Essay 3_52 コマチアイト:思い出の石ころ1 

 地球上には、色々な石があります。石に興味のない人にとっては、単に路傍の石に過ぎません。でも、石の専門家でなくても、あるいは銘石、水石や盆石が好きな人でなくても、心に残る石ころを持っている人もいると思います。
  そんな石ころで、地質学者として興味を持つと、どのようなことを見て、どのようなことを調べていき、どのようなことを考えていくのでしょうか。そんな私の心に残る石ころを紹介していこうと考えています。
  最初に紹介するのは、現在私の研究室のガラス引き戸のロッカーの中にある黒っぽい石です。この石は恩師の遺品です。今エッセイを書くために、久しぶりに取り出し、眺めています。
  この石は、半面は採取したままの状態で風化して黄褐色になっているところや、ハンマーで叩いた割れ目なども残っています。後の半面はきれいに磨かれています。そしてこの石は、半分に切るときか磨いている途中に割れたらしく、接着剤で固めてあります。そして石のある面に、サンプル番号と日付、とった場所が書かれています。
  この石の特徴は、そのつくりにあります。数cmの長さの針状の結晶が放射状にたくさん集まっています。そのつくりは、スピニフェクス組織と呼ばれています。
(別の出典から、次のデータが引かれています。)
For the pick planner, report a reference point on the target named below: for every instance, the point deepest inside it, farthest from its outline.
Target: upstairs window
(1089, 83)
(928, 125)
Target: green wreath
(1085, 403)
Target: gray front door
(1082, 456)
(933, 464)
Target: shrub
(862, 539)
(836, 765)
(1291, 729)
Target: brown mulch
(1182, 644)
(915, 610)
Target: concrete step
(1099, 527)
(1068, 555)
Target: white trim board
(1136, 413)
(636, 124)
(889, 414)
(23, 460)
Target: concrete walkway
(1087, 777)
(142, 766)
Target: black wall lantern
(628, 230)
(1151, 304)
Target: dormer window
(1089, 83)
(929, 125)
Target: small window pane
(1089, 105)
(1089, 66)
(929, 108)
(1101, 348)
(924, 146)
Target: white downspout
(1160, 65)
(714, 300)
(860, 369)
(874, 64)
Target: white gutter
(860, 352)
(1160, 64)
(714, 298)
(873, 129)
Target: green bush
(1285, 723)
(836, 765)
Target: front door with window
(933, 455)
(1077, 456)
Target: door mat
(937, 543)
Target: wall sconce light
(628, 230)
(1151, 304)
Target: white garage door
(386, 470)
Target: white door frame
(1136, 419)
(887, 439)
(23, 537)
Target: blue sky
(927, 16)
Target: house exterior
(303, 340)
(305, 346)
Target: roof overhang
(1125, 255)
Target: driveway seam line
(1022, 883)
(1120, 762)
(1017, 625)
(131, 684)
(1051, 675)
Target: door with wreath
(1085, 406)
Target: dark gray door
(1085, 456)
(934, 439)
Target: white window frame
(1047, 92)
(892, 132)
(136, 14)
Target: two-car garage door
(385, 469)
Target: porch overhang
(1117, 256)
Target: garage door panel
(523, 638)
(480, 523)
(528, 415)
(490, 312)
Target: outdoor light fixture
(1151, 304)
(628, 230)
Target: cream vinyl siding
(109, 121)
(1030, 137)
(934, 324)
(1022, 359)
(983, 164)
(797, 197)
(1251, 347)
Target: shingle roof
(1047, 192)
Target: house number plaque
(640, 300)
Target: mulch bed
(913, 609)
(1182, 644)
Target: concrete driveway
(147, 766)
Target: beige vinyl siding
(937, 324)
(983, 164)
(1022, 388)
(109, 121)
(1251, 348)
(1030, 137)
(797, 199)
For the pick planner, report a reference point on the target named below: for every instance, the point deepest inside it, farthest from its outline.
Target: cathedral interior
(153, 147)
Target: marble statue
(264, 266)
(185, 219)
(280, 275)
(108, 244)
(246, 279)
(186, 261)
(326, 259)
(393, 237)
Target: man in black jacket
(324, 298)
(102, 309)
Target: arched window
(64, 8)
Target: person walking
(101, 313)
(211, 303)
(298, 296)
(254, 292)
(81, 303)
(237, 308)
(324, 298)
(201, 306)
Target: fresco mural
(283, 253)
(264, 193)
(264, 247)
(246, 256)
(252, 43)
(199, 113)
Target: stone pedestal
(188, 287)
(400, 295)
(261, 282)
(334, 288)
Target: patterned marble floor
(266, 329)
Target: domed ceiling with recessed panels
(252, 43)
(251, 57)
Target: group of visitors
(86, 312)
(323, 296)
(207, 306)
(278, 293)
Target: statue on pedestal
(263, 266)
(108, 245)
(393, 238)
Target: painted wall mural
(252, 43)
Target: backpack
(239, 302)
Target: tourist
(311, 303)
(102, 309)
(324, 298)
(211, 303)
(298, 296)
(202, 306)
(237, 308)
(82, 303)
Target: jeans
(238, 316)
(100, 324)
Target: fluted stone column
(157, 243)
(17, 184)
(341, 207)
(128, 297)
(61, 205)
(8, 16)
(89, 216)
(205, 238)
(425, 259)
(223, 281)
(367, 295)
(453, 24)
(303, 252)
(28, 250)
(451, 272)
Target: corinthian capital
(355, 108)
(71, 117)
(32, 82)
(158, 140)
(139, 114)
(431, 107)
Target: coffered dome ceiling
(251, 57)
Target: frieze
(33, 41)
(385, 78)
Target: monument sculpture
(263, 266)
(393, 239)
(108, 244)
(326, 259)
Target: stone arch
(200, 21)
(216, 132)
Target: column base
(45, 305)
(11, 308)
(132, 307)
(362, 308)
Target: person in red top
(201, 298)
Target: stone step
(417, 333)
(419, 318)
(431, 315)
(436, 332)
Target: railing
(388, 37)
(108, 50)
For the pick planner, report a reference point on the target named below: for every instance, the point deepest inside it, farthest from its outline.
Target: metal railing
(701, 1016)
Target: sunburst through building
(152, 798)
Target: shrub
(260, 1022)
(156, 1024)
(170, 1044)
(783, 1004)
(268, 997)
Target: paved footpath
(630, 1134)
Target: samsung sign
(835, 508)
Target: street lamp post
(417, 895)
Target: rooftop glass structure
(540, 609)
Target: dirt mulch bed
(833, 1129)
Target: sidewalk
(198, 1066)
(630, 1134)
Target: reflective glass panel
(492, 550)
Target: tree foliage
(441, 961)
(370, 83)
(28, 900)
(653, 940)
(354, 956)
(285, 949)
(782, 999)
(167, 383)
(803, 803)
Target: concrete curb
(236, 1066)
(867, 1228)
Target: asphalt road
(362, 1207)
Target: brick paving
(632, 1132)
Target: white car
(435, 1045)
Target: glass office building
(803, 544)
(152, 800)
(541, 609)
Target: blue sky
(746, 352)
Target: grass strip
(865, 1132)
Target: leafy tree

スピニフェクスとは、オーストラリアの乾燥地に生えている鋭い針状の葉をもつ草のことです。その草のようなつくりをもつことが特徴です。
  スピニフェクス組織は風化面でも見ることができますが、磨いた面ではよりよく見えます。この石と同じ種類のものは、南アフリカ共和国バーバトン山地の太古代(38億〜25億年前)の露頭から最初に見つかりました。バーバトン山地の南側を流れるコマティ川にちなんで、コマチアイトと呼ばれています。英語ではkomatiiteと書きます。
  コマチアイトは、南アフリカ共和国以外でも、カナダ、オーストラリア、ジンバブエなどでも見つかっていますが、残念ながら日本では見つかっていません。なぜなら、コマチアイトは、太古代から原生代(25億年前〜5.6億年前)にしかできなかったもので、日本にはそんな古い岩石がほとんどないからです。
  コマチアイトは、地球の歴史を考える上で非常に重要な意味を持つと考えられています。
  コマチアイトは溶岩が地表に噴出して固まった火山岩です。その化学成分の特徴として、酸化マグネシウム(MgO)を非常にたくさん含んでいることがあげられます。コマチアイトのMgOの含有量は、重量で18%以上あり、マグマからできた火成岩は、特殊な濃集作用の起こっていないものは、10%以下しかありません。これは、コマチアイトがカンラン石を非常にたくさん含んでいるためです。スピニフェクスもカンラン石がマグマが急に冷えたためにできたつくりです。
  このようなMgOの多いマグマは、非常に高温(1650℃以上)の条件で形成されます。これは現在のマグマのできる温度よりかなり高いものです。また、地表近くまでマグマが上がってくると、冷却にともなってカンラン石ができてマグマから取り除かれ、MgOの濃度は下がっていきます。しかし、コマチアイトは溶岩として地表に流れていいます。これは、昔の地球内部が今よりももっと温度が高かったためだと考えらています。コマチアイトのスピニフェクスにはそのような意味があったのです。


Letter 思い出・新しいコマチアイト

・思い出・
今回から月に一度程度の頻度で、石シリーズをお送りしようと考えています。
私が出会った石ころで、思い出深いものや
興味を持って調べてきたものなどを紹介していこうと思います。
このコマチアイトは、私の恩師である
田崎耕市先生の形見としていただいたものです。
私は1982年8月に田崎先生と
この岩石の産地のカナダに一緒に行き、この標本を採ってきたのです。
私の標本は転々と移動している間になくなってしまったのですが、
田崎先生はこのコマチアイトだけは、
大切に自宅に保管され、飾られていました。
お葬式で自宅に行ったとき、飾られていたこの石を見て、
私は非常に懐かしく眺めていました。
すると奥さんがこの石と何冊かの本を持っていくようにいわれました。
この石は、私とって標本以上に意味のある非常に大切な石となりました。
標本メモには
A2-3, Munro Town, Komatiite, Col. Taz. 1982.8
と書かれています。
そのメモは、私にとって重要な意味のある言葉でもあります。

・新しいコマチアイト・
顕生代にできたコマチアイトも、最近では見つかっています。
例えば、オマーンのオフィオライト(約1億年前)とよばれる岩石群の中や
コロンビアのゴルゴナ島(約9000万年前)などからも見つかっています。
しかし、新しい時代のコマチアイトは、
古い時代のものとは違ったメカニズム、
特殊な条件によってできたと考えられています。
コマチアイトには、地球の不思議が詰まっています。